Date Limite Transaction Nhl: Toronto Sets Price for Roy as Deadline Approaches

date limite transaction nhl is the immediate context as the Toronto Maple Leafs adjust their roster and publicize trade demands for forward Nicolas Roy in the hours before the deadline. Team actions include naming a clear asking price for Roy and removing three players from the lineup for roster-management purposes, moves that sharpen the market and set expectations across the league.
What Happens Next at the Date Limite Transaction Nhl?
Frank Seravalli shared that Toronto has set its price for Nicolas Roy as a first‑round pick plus a prospect, and that the club would not retain any of Roy’s salary at that price. Roy has one year remaining on his contract, carries a $3 million annual salary and has produced five goals and 20 points in 58 games with a neutral plus/minus. The Maple Leafs’ roster decision to leave Bobby McMann, Scott Laughton and Oliver Ekman‑Larsson out of the lineup for the game in New Jersey is explicitly tied to transaction planning.
Contextual roster and contract details from Toronto that are now public include:
- Bobby McMann: 29 years old, currently at 19 goals and 32 points in 60 games, with a $1. 35 million salary and an upcoming unrestricted free agent status.
- Scott Laughton: 31 years old, acquired last season with 50% of his $3 million salary retained by his former team, producing limited offense since the move.
- Oliver Ekman‑Larsson: 34 years old, 35 points in 61 games and under contract for two more seasons at $3. 5 million per year.
Elsewhere, the Colorado Avalanche’s acquisition of Nick Blankenburg from Nashville for a fifth‑round pick illustrates how teams are moving assets at this stage: Blankenburg had six goals and 15 assists in 49 games this season, and Nashville has been consolidating draft capital across several rounds.

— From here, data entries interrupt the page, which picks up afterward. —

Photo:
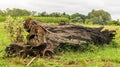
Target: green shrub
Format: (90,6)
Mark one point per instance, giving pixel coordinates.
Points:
(2,18)
(48,19)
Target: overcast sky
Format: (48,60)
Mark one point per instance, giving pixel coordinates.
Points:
(68,6)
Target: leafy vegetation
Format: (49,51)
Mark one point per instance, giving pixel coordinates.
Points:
(90,55)
(100,17)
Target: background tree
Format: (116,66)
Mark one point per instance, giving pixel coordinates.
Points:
(78,17)
(99,17)
(17,12)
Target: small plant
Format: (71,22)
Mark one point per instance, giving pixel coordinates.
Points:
(15,29)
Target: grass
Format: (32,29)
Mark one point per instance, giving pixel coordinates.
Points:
(103,56)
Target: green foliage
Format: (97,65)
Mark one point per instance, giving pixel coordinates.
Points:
(78,18)
(99,17)
(2,18)
(114,22)
(51,19)
(15,29)
(17,12)
(100,57)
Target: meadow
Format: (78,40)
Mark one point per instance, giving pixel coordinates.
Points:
(96,56)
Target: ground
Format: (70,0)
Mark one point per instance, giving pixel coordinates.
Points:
(102,56)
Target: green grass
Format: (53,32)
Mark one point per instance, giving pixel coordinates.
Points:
(103,56)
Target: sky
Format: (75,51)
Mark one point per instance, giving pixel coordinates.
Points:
(68,6)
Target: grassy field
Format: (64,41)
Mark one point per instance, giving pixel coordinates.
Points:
(102,56)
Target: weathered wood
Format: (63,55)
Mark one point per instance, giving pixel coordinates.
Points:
(43,38)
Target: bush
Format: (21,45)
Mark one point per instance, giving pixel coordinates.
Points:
(15,29)
(48,19)
(2,18)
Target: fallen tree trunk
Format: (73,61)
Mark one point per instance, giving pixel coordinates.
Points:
(45,38)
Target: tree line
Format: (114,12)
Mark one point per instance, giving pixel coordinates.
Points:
(93,17)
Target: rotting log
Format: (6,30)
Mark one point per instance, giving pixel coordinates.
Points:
(43,38)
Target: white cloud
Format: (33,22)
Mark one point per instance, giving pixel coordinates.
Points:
(69,6)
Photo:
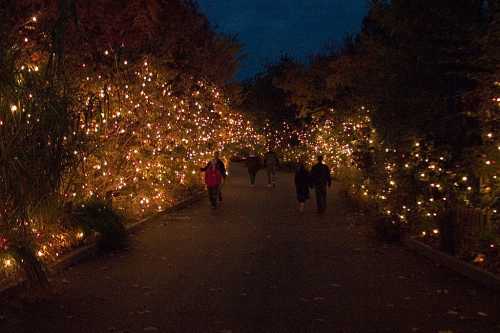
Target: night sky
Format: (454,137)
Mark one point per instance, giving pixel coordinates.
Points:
(269,28)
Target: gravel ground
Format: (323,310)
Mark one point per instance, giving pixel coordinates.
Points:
(256,265)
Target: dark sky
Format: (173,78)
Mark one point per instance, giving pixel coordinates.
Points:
(269,28)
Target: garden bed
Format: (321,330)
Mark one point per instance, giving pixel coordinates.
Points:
(89,246)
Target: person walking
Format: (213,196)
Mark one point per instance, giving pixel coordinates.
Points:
(222,169)
(302,181)
(320,178)
(271,162)
(213,180)
(253,165)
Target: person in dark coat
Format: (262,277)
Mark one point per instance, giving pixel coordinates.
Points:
(271,162)
(302,182)
(320,179)
(222,169)
(253,166)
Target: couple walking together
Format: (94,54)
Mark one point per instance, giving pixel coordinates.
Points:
(318,178)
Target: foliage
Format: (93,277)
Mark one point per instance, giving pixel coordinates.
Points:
(99,217)
(114,101)
(412,101)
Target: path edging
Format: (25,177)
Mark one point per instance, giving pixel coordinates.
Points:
(91,249)
(465,269)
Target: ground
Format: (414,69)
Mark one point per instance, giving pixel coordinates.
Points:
(257,265)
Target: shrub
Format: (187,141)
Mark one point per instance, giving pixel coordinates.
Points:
(99,217)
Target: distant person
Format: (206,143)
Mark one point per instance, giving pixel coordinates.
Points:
(271,162)
(320,178)
(222,169)
(253,166)
(302,182)
(213,180)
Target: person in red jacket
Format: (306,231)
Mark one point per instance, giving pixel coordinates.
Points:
(213,180)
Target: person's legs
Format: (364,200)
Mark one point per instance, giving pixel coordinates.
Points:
(273,176)
(301,206)
(219,190)
(320,198)
(323,197)
(212,194)
(252,177)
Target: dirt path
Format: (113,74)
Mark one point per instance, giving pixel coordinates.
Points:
(256,265)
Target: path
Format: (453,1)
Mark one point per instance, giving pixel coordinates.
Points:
(255,265)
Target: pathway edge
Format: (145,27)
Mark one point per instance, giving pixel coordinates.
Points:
(465,269)
(89,250)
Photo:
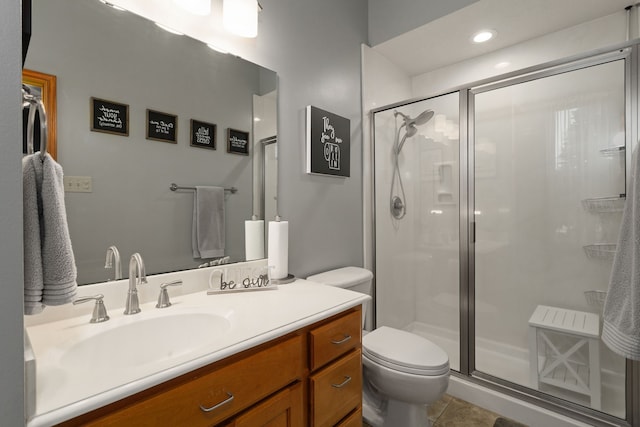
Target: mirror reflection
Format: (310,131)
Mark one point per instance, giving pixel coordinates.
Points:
(167,82)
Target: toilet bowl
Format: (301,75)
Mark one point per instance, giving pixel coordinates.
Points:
(403,373)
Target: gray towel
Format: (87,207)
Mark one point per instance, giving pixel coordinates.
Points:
(49,262)
(33,285)
(207,231)
(621,327)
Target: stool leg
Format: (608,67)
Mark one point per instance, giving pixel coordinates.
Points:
(594,373)
(533,357)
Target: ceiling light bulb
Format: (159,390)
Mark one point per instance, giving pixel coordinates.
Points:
(483,36)
(240,17)
(168,29)
(197,7)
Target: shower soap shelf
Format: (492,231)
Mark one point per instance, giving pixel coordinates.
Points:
(604,204)
(556,336)
(600,251)
(610,151)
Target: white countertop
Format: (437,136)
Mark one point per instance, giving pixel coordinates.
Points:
(255,318)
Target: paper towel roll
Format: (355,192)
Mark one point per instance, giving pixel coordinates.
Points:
(278,256)
(254,239)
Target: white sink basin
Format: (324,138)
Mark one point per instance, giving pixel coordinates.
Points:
(133,340)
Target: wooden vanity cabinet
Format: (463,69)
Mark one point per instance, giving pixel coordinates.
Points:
(312,377)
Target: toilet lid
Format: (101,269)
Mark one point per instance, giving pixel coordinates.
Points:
(405,352)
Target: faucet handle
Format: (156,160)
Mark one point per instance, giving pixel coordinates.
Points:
(99,310)
(163,298)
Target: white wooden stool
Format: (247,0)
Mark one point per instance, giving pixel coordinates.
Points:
(557,367)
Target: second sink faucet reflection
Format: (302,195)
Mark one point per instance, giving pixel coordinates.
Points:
(137,275)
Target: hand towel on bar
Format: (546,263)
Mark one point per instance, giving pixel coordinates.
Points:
(621,326)
(57,264)
(207,231)
(33,285)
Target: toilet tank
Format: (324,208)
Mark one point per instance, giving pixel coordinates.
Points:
(355,279)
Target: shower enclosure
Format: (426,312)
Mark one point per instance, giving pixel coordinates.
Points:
(496,221)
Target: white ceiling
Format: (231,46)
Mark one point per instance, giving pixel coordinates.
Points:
(447,40)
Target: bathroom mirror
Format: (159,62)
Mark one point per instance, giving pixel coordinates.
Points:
(98,52)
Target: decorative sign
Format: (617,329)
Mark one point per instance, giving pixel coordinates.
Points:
(237,142)
(162,126)
(203,134)
(328,143)
(109,117)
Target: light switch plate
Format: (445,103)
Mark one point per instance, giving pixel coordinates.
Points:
(78,184)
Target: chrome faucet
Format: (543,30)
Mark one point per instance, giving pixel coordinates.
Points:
(137,275)
(114,255)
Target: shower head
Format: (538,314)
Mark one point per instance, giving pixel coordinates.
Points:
(411,125)
(421,119)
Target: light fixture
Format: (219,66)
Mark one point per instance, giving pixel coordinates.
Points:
(483,36)
(169,29)
(240,17)
(197,7)
(113,6)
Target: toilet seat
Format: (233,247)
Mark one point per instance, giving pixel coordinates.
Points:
(405,352)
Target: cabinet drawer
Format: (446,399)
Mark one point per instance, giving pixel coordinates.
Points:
(334,339)
(336,390)
(353,420)
(239,384)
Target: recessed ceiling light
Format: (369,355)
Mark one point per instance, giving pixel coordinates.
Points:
(168,29)
(483,36)
(217,49)
(111,5)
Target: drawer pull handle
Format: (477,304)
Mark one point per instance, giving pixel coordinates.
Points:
(347,380)
(342,341)
(224,402)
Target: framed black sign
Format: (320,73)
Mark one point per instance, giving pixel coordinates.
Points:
(237,142)
(328,143)
(203,134)
(162,126)
(109,117)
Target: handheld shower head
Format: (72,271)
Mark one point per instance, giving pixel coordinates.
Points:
(421,119)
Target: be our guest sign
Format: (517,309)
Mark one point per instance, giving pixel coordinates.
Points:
(162,126)
(109,117)
(328,143)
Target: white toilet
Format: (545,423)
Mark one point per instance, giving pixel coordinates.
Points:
(403,372)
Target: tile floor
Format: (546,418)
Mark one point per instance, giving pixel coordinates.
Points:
(452,412)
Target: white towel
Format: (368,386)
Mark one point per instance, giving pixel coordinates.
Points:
(621,327)
(207,231)
(50,269)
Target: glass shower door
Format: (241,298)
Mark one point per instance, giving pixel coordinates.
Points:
(549,181)
(417,148)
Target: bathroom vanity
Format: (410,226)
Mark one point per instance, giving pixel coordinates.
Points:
(291,356)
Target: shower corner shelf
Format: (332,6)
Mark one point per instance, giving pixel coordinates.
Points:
(604,204)
(600,251)
(610,151)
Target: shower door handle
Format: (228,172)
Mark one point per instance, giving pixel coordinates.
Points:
(473,231)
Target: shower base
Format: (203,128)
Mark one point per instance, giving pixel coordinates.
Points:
(512,363)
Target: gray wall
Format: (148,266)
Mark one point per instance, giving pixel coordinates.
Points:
(11,324)
(315,49)
(388,19)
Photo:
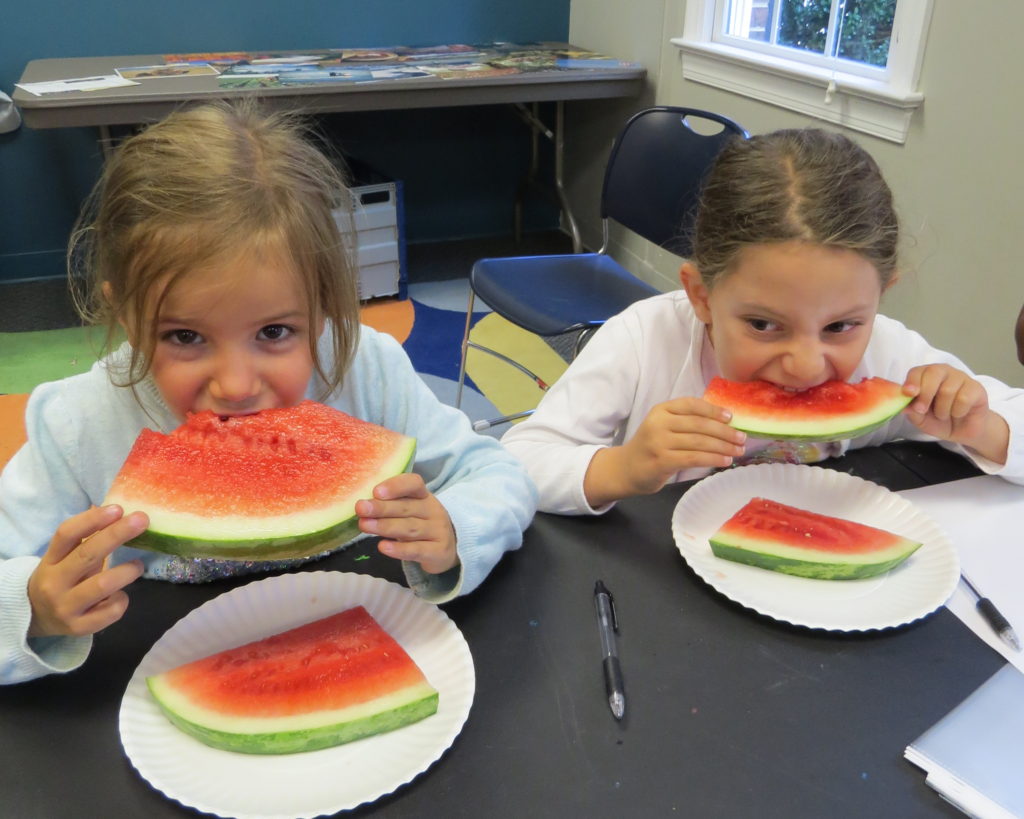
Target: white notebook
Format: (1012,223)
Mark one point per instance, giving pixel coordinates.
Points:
(974,756)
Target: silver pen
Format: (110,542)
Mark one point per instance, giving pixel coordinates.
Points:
(607,624)
(993,616)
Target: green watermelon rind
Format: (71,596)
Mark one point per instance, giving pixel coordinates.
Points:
(285,548)
(844,567)
(422,704)
(825,430)
(272,547)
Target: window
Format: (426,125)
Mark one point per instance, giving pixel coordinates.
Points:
(854,62)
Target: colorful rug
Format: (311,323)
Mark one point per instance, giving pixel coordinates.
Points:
(429,325)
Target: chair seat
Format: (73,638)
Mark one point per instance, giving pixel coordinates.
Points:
(551,295)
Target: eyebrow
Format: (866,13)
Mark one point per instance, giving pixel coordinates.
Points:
(270,319)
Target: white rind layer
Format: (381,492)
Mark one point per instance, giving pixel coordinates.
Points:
(175,701)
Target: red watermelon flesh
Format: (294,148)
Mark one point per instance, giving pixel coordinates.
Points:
(833,411)
(325,683)
(793,541)
(274,484)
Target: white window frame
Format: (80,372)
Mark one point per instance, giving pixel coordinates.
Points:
(871,100)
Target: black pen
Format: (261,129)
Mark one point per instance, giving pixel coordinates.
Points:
(607,623)
(994,617)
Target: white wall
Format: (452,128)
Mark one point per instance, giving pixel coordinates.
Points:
(958,180)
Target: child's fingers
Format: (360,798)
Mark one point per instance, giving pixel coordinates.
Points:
(82,608)
(73,531)
(409,484)
(100,600)
(431,557)
(90,555)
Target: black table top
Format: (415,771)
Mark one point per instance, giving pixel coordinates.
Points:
(729,713)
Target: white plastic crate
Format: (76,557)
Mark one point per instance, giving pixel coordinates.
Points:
(376,222)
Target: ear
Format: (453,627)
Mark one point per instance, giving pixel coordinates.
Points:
(696,290)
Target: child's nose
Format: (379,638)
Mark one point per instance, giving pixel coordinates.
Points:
(233,379)
(805,363)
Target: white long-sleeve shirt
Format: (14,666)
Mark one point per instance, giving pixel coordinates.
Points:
(81,429)
(657,350)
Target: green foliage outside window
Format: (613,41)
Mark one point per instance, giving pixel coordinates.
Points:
(865,33)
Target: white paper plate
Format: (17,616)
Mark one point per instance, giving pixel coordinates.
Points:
(912,590)
(298,784)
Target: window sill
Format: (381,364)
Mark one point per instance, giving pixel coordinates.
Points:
(855,102)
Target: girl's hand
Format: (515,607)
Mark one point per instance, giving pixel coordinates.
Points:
(952,406)
(72,592)
(412,522)
(679,434)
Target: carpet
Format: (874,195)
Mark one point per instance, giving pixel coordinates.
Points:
(429,325)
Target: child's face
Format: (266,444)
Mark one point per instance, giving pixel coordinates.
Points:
(235,338)
(795,313)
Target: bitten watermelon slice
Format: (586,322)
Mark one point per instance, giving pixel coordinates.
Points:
(328,682)
(833,411)
(281,483)
(793,541)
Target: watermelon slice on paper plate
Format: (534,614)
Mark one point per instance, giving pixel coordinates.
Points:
(320,782)
(905,593)
(833,411)
(280,483)
(332,681)
(782,537)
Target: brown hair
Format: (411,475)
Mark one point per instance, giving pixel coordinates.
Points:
(805,184)
(205,183)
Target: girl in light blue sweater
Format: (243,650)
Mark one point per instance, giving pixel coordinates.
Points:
(211,243)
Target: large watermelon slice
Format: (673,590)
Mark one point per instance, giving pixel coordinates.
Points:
(829,412)
(793,541)
(328,682)
(275,484)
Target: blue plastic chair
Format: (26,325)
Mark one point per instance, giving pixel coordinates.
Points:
(651,185)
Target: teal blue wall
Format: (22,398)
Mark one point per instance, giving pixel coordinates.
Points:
(454,187)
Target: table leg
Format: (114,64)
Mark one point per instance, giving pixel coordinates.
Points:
(105,141)
(538,129)
(559,169)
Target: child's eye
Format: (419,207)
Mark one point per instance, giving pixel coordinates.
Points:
(181,337)
(761,325)
(275,332)
(841,327)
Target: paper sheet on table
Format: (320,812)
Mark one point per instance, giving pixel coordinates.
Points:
(984,518)
(975,753)
(75,84)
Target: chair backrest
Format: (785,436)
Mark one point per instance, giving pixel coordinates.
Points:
(656,168)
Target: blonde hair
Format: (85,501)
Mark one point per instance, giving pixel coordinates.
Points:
(206,183)
(803,184)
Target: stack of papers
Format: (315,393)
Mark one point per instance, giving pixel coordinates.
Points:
(974,756)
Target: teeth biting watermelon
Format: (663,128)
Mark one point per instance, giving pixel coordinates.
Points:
(328,682)
(781,537)
(281,483)
(829,412)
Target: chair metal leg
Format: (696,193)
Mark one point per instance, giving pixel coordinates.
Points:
(482,426)
(528,373)
(465,345)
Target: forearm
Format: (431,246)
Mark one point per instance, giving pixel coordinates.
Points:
(606,478)
(993,441)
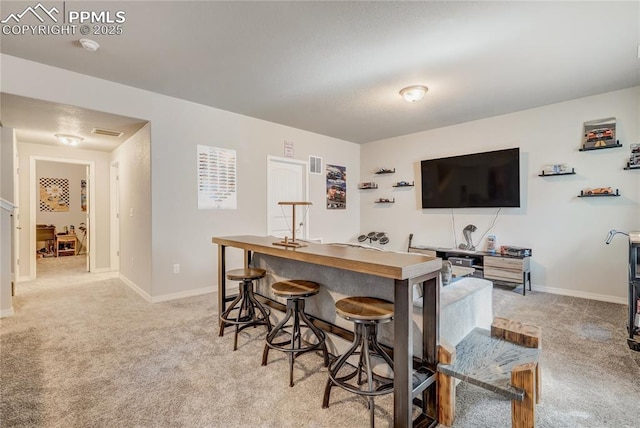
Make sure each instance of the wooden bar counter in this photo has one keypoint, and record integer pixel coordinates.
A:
(402, 271)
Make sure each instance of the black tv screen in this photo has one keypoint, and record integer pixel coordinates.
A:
(489, 179)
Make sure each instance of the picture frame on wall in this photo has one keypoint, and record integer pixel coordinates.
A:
(599, 134)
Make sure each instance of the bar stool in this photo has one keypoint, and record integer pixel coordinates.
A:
(242, 311)
(366, 313)
(295, 291)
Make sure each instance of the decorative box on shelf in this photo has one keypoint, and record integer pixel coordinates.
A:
(368, 185)
(404, 184)
(385, 171)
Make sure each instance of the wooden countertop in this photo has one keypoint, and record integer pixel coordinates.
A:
(386, 264)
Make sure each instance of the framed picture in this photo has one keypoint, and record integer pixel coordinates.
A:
(599, 133)
(336, 187)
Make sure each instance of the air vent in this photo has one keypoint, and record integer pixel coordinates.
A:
(107, 132)
(315, 165)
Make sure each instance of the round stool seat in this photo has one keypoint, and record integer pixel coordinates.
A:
(295, 288)
(361, 308)
(246, 274)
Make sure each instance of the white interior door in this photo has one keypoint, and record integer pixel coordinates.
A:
(287, 181)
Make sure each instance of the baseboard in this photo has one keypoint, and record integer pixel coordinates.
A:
(135, 288)
(6, 312)
(183, 294)
(581, 294)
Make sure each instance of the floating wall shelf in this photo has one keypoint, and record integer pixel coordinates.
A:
(573, 172)
(597, 195)
(385, 171)
(610, 146)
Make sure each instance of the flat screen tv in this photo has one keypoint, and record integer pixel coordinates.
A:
(479, 180)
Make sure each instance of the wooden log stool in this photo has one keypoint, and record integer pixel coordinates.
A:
(295, 291)
(245, 310)
(366, 313)
(504, 360)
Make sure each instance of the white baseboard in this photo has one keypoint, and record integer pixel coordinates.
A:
(6, 312)
(135, 288)
(581, 294)
(183, 294)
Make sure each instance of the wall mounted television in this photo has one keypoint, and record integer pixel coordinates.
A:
(478, 180)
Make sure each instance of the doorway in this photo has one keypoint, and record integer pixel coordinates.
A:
(287, 180)
(61, 214)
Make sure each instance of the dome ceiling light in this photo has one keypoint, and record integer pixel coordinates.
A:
(414, 93)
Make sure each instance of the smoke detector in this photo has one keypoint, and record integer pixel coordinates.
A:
(89, 45)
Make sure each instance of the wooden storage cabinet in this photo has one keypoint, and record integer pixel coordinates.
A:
(506, 269)
(66, 245)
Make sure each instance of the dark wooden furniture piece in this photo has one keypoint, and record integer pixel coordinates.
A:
(365, 313)
(504, 360)
(245, 310)
(295, 291)
(402, 271)
(508, 270)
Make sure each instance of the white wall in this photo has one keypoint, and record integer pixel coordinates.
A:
(74, 173)
(26, 151)
(6, 219)
(180, 232)
(566, 233)
(134, 170)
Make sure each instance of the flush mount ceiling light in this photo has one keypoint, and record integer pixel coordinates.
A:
(69, 140)
(414, 93)
(89, 45)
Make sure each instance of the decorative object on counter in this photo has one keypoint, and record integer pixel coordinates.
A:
(365, 313)
(634, 158)
(598, 191)
(467, 231)
(385, 171)
(491, 243)
(600, 134)
(245, 310)
(380, 237)
(292, 243)
(295, 291)
(510, 250)
(368, 185)
(385, 201)
(336, 187)
(404, 184)
(557, 169)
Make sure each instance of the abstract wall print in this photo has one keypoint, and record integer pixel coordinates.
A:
(217, 180)
(54, 194)
(83, 195)
(599, 133)
(336, 187)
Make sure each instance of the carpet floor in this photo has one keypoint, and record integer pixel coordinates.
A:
(85, 350)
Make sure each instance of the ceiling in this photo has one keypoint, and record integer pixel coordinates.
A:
(335, 68)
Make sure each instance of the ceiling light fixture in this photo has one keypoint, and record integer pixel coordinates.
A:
(414, 93)
(69, 140)
(89, 45)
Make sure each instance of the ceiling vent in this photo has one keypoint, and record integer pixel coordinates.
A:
(107, 132)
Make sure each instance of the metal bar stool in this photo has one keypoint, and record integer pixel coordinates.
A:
(242, 311)
(295, 291)
(366, 313)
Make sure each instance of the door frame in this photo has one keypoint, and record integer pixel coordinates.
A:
(33, 202)
(273, 160)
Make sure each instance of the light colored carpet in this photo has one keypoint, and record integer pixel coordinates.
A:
(85, 350)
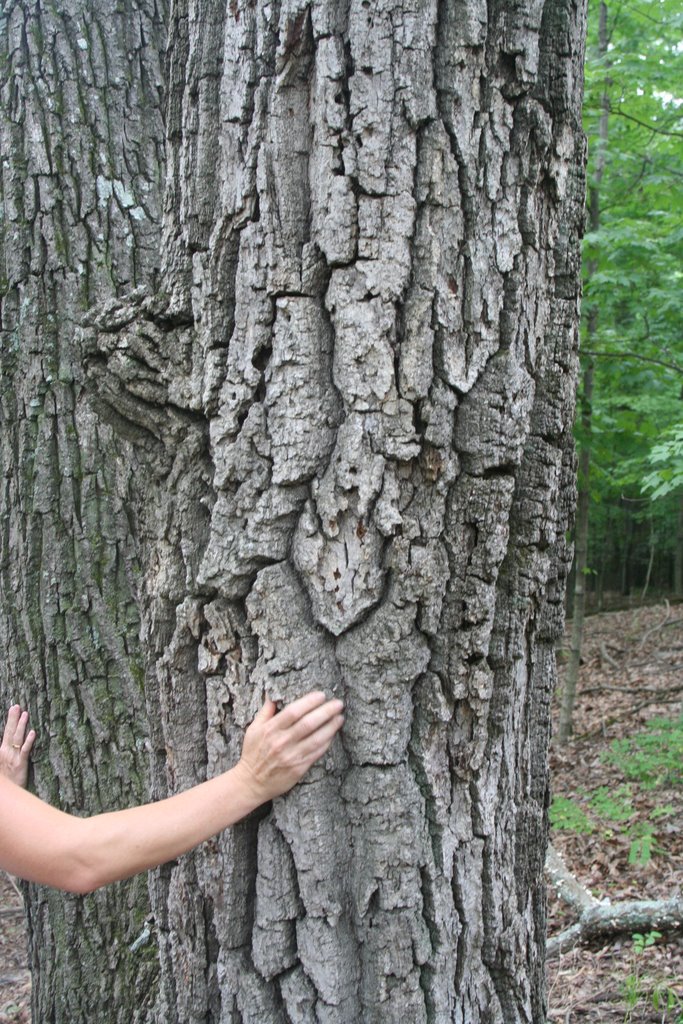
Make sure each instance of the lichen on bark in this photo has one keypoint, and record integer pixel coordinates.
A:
(333, 384)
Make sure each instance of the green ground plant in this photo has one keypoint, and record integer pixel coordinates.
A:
(640, 991)
(647, 760)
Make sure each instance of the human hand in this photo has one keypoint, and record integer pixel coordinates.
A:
(16, 745)
(281, 747)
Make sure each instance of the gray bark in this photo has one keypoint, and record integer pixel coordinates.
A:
(81, 137)
(343, 414)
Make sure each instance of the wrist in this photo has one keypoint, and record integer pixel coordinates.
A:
(253, 794)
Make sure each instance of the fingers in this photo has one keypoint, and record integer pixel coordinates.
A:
(315, 744)
(307, 714)
(14, 733)
(266, 712)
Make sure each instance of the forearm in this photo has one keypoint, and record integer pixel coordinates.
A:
(116, 845)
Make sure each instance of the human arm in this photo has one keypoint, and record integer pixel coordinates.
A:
(16, 745)
(44, 845)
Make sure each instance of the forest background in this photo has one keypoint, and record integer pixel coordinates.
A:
(630, 525)
(616, 762)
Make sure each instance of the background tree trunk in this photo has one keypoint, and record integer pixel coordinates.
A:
(81, 136)
(344, 426)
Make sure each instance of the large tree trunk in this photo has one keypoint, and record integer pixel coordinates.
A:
(345, 460)
(81, 137)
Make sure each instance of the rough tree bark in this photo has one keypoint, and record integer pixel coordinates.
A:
(332, 446)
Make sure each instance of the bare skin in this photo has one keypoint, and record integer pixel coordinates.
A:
(16, 745)
(44, 845)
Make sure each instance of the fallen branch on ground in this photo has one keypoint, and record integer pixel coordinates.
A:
(599, 920)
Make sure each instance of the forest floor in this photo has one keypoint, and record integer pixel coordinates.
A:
(619, 816)
(631, 675)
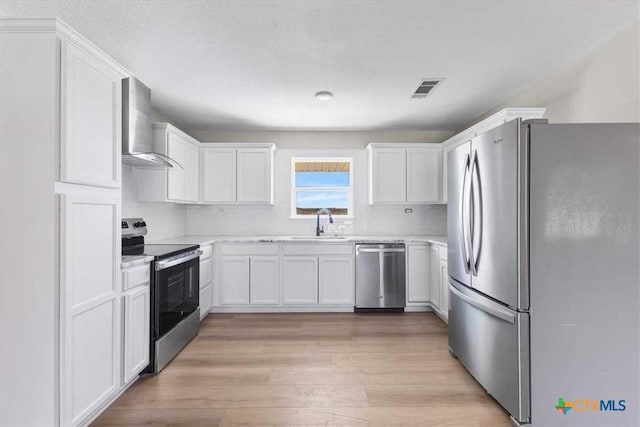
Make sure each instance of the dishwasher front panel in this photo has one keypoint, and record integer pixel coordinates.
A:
(380, 276)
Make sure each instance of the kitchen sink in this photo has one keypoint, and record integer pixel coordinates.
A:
(318, 237)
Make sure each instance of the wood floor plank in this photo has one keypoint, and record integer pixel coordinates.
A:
(308, 369)
(376, 375)
(251, 360)
(250, 396)
(367, 416)
(427, 358)
(161, 417)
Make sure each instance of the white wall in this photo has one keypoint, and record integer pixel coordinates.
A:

What If Toronto Moves These Pieces — Scenarios and Stakes?
Three clear scenarios now frame the immediate outlook for Toronto and potential trade partners. Each path is rooted in the roster choices and price signals the Leafs have set.
- Best case: Roy is traded for the first‑round pick and prospect Toronto demands, and at least one of McMann, Laughton or Ekman‑Larsson is moved, recovering draft capital and clarifying the roster for a playoff push.
- Most likely: Toronto moves a single depth piece while retaining others for internal flexibility; Roy draws interest but teams balk at the full asking price, creating smaller, incremental moves instead of a headline swap.
- Most challenging: No trades materialize at the requested values; the scratched players remain with the team beyond the deadline and salary commitments carry into the off‑season, constraining roster construction.
These scenarios reflect actions already taken: coach Craig Berube had earlier stated that no player would be left out before the deadline, and the subsequent decisions underline a shift in posture to protect tradable assets. Contract structures and salary retention from prior deals also shape what partners can feasibly offer.
The immediate stakes are straightforward: Toronto is signaling it will not subsidize Roy’s salary at the price it seeks, and by scratching players with varying contract situations and production profiles, the club is both protecting assets and testing the market. Other clubs, as demonstrated by recent trades, are willing to exchange lower‑round picks for roster needs, which narrows the range of acceptable returns for sellers.
For readers tracking the run‑up to the final bell, expect a flurry of negotiations, selective moves that match Toronto’s explicit valuations, and potential last‑minute activity as teams balance cap, roster need and draft ambition. The coming hours will determine whether the Leafs’ posture converts into the returns they have outlined at the date limite transaction nhl.